Hope for the Voiceless (HFTV) believes that our freedom is intimately connected with the freedom of our neighbor, and will continue to speak out and provide a platform for those who have been silenced by those who exploit them.

The Hope for the Voiceless documentary below explores how our cultural attitudes towards sexuality, dignity, and human worth fosters a demand for human trafficking in the United States.


About Hope for the Voiceless:

HFTV formed in the summer of 2010 with the desire to help put an end to human trafficking. Comprised primarily of college students, they wondered what they could possibly do to make a difference.
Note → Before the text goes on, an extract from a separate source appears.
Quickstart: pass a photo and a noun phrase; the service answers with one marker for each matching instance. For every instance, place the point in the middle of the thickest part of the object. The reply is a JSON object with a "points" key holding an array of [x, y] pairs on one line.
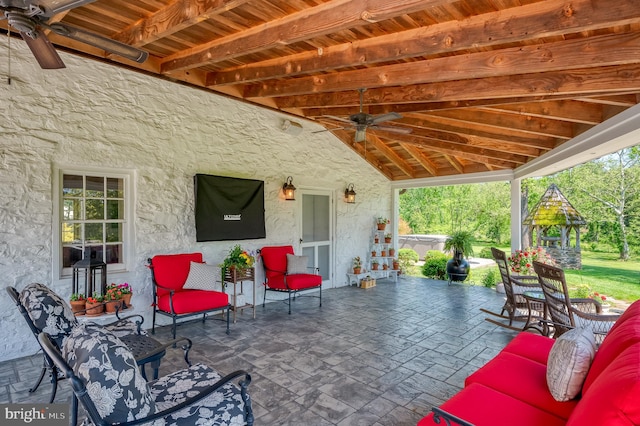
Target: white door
{"points": [[317, 230]]}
They didn’t have the training to assist in survivor rehabilitation, and didn’t have the authority to arrest and prosecute traffickers and johns. They did, however, have passion, creativity, and voices. That’s why HFTV decided to make a documentary about the demand for human trafficking in the United States. They felt an attachment to the conversations surrounding the cultural roots of human trafficking, exposing and exploring the way individuals and systems can interact and lead to injustice and abuse.

Since 2010, HFTV has focused on engaging as many people as possible in conversations about social constructs of gender and sexuality, and the way exploitation in mainstream media and pornography fuels the demand for commercial sex. They’ve also researched and filmed interviews with law enforcement, academics, human trafficking activists, survivors of prostitution and trafficking, and former johns.